Physicians prescribe Propecia (finasteride 1mg) for the treatment of male pattern hair loss and Proscar (finasteride 5mg) for treatment of symptoms of an enlarged prostate condition called benign prostatic hyperplasia (BPH). The pharmaceutical company Merck & Co., Inc. manufactures both drugs.

More than a million men have used Propecia since it came on the market in 1998.

Labeling changes include:

  • The Propecia labeling will include libido disorders, ejaculation disorders, and orgasm disorders that continued after discontinuation of the drug.
  • The Proscar labeling will include decreased libido that continued after discontinuation of the drug.
  • The labeling on both drugs will also now warn of reports of male infertility and/or poor semen quality that normalized or improved with discontinuation of the drug.

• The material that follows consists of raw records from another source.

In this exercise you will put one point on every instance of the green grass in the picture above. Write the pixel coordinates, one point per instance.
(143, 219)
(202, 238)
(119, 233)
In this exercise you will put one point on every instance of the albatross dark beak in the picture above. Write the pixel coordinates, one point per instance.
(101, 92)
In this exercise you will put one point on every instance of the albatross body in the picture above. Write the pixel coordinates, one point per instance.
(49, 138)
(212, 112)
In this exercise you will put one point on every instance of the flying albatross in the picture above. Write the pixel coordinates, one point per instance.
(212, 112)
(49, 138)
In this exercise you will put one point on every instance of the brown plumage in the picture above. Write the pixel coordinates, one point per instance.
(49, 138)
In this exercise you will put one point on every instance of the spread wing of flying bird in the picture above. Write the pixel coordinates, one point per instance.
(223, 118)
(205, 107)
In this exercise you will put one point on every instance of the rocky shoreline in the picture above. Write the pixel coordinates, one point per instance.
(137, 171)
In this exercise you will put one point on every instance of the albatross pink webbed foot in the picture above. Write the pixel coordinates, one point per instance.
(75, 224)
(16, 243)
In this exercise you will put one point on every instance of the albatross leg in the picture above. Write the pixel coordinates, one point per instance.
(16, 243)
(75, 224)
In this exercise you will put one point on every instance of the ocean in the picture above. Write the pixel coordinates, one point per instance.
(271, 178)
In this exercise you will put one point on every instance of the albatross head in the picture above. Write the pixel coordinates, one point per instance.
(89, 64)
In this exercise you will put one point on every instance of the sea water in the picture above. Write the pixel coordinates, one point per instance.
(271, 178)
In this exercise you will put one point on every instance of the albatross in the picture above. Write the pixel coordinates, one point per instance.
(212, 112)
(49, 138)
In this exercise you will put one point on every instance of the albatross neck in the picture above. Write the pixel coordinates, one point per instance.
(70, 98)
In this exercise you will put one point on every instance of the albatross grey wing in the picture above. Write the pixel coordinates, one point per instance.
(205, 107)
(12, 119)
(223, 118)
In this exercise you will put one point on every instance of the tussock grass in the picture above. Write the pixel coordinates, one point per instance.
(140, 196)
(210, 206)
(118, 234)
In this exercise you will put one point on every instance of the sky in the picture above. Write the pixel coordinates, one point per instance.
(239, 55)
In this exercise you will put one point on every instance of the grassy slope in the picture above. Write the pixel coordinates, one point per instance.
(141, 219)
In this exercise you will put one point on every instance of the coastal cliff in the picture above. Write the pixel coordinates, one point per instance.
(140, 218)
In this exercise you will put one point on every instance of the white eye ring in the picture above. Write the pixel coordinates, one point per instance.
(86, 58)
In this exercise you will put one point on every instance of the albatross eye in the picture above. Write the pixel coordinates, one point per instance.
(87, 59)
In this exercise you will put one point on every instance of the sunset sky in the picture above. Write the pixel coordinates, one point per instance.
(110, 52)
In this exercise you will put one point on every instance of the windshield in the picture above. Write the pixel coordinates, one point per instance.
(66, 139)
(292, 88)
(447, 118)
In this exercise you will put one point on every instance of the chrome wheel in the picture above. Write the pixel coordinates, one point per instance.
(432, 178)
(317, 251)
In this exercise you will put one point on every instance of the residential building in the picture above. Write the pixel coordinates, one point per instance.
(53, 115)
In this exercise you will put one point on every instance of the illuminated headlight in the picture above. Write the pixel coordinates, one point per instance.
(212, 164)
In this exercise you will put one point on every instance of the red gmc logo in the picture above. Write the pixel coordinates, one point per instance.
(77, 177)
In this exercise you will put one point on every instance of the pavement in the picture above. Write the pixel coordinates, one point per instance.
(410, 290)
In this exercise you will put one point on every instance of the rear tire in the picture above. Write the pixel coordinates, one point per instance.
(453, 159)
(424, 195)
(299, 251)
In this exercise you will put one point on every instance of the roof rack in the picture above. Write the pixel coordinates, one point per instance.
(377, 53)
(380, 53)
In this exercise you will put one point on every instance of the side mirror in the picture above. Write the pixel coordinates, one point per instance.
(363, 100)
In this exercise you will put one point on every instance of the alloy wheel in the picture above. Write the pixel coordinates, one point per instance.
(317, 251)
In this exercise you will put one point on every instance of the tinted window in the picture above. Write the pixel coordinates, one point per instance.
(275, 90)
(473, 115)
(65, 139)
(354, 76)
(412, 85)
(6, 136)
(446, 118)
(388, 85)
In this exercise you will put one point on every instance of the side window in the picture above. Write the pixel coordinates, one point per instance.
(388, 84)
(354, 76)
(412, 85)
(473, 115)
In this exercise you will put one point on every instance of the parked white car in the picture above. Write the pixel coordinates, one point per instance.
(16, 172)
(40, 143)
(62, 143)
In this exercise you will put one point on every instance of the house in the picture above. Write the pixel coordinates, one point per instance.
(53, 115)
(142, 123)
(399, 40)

Previous Propecia labeling said sexual side effects were reversible and disappeared after discontinuation of the drug.

Dr. Anthony D'Amico, of Brigham and Women's Hospital in Boston, told HealthDay News that the revised labels contain "an important message that people need to hear."

“Particularly because Propecia is used by 20- and 30-year-olds for hair loss and these are people of childbearing age, so if they are getting issues with fertility that a big issue,” D'Amico said.

The FDA said the Propecia labeling change comes after reviewing 421 postmarketing reports of sexual dysfunction submitted to the agency between 1998 and 2011. In 59 cases, erectile dysfunction, decreased libido, problems with ejaculation and orgasm disorders persisted for at least three months after men stopped taking the drug. The agency also reviewed sexual dysfunction reports for Proscar that resulted in the labeling change.

“Despite the fact that clear causal links between finasteride (Propecia and Proscar) and sexual adverse events have NOT been established, the cases suggest a broader range of adverse effects than previously reported in patients taking these drugs,” the FDA said.

The FDA did not review any new clinical studies in the evaluation of the sexual side effects.

However, a study entitled Persistent Sexual Side Effects of Finasteride for Male Pattern Hair Loss appeared in the June 2011 issue of the Journal of Sexual Medicine. In the study, Dr. Michael S. Irwig, of The George Washington University, and Swapna Kolukula MB, BS of Greater Baltimore Medical Center conducted interviews with 71 between 21 and 46 years of age who were otherwise healthy but reported new onset of sexual side effects with Propecia use. Twenty percent of men in the study reported experiencing sexual dysfunction more than five years after they stopped taking the medication.

“Twenty percent of patients I interviewed experienced persistent sexual dysfunction for more than five years, which makes me wonder if their persistent sexual dysfunction is permanent,” said Dr. Irwig.

There are alternatives to Propecia for treatment of male pattern hair loss, including Rogaine (minoxidil) and surgical hair restoration.

“FDA believes that finasteride remains a safe and effective drug for its approved indications,” the FDA said. “Healthcare professionals and patients should consider this new label information when deciding the best treatment option.”